Gateway Center is the third Rhode Island property Knisley has pursued since leaving the Koffler Group, a homegrown investment firm that has a prolific appetite for product throughout New England. Knisley was there for 13 years until leaving in the spring of 2011. Albany Road also controls Metro Center II in Warwick, which went for $13.5 million this past December.

A native of southeastern Massachusetts, Knisley does have a comfort level with Rhode Island that others might not possess, but his argument for embracing the state despite its prolonged troubles come more from his background as an institutional investor that bristles at capitalization rates in core markets plunging under 5 percent. “Conversely, quality assets in secondary markets like Providence have experienced a dearth of deal-chasing capital,” he notes. “Cap rates in these markets have risen from previous ranges of 6 to 7 percent to the 9 to 10 percent (stabilized) range reflected in” the Gateway Center acquisition.

By his calculations, the historical cap rate spread between assets in primary and secondary markets is around 200 basis points. “The 400 basis point spread in this deal should tighten as the worldwide economic situation improves and institutional capital returns to secondary markets, or even as frustrated capital that has found difficulty permeating the primary/core markets comes to realize the attractiveness that a Gateway-like opportunity represents on a risk-adjusted basis,” explains Knisley, concluding, “this bodes well for future value increases for a property like Gateway Center.”

The property is 86 percent leased to a diverse, credit-worthy tenant roster that includes Admirals Bank, Andera, the Big East, ERM, Precision Design and TIAA- CREF. Given that the leases were all consummated during the period of upheaval when a special servicer was overseeing the property “is a notable accomplishment,” says Knisley, one that “reflects incredibly well on Gateway Center’s position in the marketplace.”

Albany Road financed its purchase using a 10-year, $10 million Bank RI loan with a minority participation from Brookline Bank.
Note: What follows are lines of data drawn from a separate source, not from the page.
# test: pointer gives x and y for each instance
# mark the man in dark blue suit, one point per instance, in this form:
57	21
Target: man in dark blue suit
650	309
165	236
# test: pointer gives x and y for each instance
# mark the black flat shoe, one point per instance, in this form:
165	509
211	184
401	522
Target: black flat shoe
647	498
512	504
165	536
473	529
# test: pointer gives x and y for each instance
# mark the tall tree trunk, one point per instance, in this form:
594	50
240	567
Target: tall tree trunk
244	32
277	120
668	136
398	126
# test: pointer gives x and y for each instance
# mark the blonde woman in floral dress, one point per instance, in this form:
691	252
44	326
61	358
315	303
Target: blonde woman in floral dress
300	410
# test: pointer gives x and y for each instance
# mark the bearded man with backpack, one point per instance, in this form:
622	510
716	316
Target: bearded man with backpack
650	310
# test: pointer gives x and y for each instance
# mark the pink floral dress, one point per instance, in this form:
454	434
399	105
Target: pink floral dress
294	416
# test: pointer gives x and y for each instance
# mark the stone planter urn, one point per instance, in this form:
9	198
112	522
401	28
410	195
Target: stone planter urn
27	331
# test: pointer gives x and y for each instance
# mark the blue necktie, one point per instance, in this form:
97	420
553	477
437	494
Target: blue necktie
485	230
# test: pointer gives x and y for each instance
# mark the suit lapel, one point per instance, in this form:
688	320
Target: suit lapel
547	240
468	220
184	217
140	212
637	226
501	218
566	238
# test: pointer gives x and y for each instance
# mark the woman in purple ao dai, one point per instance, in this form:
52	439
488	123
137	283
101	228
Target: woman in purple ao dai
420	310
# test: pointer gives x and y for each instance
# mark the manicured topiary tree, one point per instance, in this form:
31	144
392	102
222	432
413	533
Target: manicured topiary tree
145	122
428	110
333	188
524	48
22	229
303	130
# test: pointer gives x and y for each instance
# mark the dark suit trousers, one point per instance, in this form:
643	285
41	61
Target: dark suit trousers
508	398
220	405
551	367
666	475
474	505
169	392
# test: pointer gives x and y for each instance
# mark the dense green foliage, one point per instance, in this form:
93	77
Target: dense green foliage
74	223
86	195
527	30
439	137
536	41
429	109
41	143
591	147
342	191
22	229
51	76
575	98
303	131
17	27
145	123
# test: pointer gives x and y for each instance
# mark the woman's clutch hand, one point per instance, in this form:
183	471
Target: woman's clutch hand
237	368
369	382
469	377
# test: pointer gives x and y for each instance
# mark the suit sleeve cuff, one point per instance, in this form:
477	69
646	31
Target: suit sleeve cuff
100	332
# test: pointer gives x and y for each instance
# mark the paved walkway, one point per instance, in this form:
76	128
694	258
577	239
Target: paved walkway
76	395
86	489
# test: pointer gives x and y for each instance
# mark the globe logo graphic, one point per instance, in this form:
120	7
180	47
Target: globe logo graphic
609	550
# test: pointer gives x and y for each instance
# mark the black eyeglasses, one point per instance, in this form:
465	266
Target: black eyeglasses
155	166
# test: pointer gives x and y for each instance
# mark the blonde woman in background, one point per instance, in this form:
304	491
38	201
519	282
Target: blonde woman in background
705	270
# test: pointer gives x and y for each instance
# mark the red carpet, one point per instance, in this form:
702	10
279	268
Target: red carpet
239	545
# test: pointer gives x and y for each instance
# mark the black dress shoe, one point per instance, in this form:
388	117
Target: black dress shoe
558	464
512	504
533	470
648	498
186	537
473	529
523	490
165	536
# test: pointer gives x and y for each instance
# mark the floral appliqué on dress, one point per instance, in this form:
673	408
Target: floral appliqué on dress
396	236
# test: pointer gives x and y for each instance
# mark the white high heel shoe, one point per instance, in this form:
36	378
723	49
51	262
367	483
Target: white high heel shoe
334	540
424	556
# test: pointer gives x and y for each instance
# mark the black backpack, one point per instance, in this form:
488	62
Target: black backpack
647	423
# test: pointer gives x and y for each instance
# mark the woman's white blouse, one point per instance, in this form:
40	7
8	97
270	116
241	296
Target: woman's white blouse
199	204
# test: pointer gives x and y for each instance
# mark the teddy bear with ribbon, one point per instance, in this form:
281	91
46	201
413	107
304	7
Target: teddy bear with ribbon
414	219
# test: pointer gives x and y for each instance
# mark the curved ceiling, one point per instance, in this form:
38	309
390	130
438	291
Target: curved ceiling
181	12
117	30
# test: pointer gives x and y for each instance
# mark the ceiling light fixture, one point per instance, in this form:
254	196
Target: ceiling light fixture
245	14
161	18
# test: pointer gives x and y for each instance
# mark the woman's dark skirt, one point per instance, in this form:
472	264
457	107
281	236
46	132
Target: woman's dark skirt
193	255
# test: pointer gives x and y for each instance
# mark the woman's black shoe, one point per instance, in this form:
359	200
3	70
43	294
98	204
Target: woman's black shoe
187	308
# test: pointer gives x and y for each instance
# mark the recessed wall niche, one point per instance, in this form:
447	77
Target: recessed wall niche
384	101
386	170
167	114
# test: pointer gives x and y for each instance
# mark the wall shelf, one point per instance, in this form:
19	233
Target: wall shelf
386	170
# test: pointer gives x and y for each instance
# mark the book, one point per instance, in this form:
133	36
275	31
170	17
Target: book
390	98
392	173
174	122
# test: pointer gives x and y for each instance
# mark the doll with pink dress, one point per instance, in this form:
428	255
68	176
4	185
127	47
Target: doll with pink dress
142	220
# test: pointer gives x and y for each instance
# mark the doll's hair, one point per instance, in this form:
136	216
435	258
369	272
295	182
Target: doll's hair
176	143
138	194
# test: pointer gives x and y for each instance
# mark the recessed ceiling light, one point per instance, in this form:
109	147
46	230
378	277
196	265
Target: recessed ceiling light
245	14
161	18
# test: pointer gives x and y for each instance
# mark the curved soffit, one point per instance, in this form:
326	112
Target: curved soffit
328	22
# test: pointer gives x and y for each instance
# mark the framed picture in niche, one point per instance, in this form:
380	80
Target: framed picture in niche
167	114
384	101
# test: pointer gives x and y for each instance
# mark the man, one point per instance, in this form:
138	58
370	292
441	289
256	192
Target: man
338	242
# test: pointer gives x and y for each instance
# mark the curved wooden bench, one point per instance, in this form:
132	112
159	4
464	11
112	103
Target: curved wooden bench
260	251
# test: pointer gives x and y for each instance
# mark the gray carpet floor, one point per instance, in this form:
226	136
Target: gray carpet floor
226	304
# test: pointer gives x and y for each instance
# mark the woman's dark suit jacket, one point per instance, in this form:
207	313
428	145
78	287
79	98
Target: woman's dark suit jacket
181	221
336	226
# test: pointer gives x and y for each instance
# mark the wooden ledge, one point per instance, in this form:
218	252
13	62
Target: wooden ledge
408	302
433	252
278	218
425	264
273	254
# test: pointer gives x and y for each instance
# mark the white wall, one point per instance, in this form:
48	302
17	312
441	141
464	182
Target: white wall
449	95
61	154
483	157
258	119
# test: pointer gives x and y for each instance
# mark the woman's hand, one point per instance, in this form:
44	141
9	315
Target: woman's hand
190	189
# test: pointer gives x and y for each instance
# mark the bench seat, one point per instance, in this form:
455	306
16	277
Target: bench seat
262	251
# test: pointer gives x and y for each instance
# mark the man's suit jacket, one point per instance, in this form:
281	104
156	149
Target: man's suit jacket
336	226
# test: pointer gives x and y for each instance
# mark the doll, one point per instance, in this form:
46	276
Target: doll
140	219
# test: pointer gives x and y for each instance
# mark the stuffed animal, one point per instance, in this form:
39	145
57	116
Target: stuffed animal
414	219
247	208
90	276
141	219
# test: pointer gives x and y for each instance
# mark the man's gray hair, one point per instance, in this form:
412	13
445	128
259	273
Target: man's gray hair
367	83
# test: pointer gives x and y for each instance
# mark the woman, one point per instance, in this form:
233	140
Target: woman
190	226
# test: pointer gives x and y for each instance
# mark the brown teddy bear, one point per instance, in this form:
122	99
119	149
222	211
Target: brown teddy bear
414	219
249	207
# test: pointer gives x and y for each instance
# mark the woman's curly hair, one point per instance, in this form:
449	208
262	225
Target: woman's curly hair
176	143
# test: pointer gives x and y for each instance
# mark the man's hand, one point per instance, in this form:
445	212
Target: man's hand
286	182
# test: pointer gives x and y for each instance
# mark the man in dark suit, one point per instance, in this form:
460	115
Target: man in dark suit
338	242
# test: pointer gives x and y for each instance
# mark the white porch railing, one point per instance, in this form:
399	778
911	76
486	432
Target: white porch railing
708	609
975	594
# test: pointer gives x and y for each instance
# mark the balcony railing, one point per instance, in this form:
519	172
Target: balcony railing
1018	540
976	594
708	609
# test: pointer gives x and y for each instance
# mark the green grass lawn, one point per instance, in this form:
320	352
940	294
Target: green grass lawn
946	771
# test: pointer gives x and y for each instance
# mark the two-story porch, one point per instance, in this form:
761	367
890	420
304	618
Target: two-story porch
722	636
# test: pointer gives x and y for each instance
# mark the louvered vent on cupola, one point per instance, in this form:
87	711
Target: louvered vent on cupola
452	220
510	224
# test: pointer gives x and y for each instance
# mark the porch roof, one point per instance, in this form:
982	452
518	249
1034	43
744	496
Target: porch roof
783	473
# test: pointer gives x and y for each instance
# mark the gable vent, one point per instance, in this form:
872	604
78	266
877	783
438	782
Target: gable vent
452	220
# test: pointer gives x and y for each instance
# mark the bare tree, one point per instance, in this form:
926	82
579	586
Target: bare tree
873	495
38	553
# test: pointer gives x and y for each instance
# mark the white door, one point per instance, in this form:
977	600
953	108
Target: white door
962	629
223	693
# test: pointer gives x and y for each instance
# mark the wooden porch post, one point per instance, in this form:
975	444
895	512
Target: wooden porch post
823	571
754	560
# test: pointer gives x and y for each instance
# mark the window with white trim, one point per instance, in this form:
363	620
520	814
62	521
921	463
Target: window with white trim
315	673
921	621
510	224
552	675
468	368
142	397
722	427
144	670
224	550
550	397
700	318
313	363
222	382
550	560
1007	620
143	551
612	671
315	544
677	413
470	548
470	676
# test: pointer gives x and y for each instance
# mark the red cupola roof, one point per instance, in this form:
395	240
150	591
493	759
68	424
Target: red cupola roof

The loan features $9.2 million provided at closing with future earn-out proceeds of $800,000. The interest rate is fixed at three years for 3.23 percent, followed by seven one-year options for the borrower priced at the one-year FHLB rate plus 240 basis points. The first three years of debt payments are interest-only, “which will enhance distributable cash flow in the early years of the investment,” adds Knisley. The debt structure also provides Albany Road “a great deal of investment flexibility as we execute our value-add strategy,” enabling the group to hold, refinance or sell as opportunities are presented.